Jackson devotes between 35 and 40 hours a week to this campaign. “Whether this succeeds or not, I hope I am laying the groundwork for others to follow the model. I hope I am creating a new form of shareholder democracy and I hope that shareholders will become more active and vigilant,” he said.
“Whenever a communication innovation lowers the barrier for collective action, then a group can do things that they would not have believed possible,” said Howard Rheingold, author of Smart Mobs: The Next Social Revolution.
“But it’s important to stay away from technology determinism,” he added. “Just because a wiki is available doesn’t mean there will be a shareholder revolution. You need leadership, and that leader needs to attract attention.”

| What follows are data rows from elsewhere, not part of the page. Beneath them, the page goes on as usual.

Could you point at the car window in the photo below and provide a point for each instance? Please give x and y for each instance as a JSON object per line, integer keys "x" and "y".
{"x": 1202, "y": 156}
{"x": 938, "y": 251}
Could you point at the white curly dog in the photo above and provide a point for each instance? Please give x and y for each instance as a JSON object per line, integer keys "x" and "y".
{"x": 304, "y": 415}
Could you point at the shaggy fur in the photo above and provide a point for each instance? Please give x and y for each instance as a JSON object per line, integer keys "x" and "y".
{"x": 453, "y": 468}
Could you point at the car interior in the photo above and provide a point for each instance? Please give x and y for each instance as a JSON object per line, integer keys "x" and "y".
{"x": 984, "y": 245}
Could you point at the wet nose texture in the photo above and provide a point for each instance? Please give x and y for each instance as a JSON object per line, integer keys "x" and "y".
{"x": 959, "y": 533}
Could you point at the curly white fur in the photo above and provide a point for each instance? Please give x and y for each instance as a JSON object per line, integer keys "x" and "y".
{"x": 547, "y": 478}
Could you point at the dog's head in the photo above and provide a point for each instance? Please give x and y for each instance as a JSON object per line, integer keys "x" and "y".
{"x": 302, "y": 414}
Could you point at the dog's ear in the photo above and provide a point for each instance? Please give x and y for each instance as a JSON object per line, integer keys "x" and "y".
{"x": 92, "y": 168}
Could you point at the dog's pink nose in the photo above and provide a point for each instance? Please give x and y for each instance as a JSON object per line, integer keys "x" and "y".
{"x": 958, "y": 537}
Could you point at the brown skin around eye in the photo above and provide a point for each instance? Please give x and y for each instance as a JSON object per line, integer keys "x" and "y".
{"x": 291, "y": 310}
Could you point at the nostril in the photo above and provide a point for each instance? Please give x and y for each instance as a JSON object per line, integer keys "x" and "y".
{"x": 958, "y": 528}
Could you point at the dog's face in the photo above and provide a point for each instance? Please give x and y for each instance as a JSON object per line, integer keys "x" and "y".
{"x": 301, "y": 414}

“Plan B” is garnering some attention from Yahoo. Negative comments from current employees emerged on Jackson’s blog after he posted a letter from a former employee that outlined Yahoo’s perceived weaknesses.
Helena Maus, Director of Corporate Communications at Yahoo, declined to comment on Jackson but said in a statement:“We are always interested in the views of our shareholders. We understand that Eric Jackson sent a proposal to Yahoo!, and we plan to review it."
The company noted that under Semel’s guidance, Yahoo’s profits and stock price had grown over the past five years.
Jackson’s success may be determined at the upcoming annual shareholders meeting in May. Shareholders are scheduled to elect next year’s Board of Directors. Time will tell whether a majority of shareholders will follow Jackson’s direction to fire the current Directors and elect him to the Board. He will need votes from many more shareholders than the 75 who have pledged their support thus far.
Of course, the financial success of Jackson, Semel, and employees with company stock also rides on Yahoo’s share price. Since the beginning of the year the stock price climbed 18 percent.
During this period Yahoo released fourth quarter and year-end financial results that narrowly beat analyst expectations, rolled-out a new advertising platform, and launched Brickhouse, an in-house incubator for new business ideas.
Jackson said that he will remain active on the Internet whatever the outcome. “I would like to do this for other companies,” he said. “It is a sound strategy and makes a lot of sense.”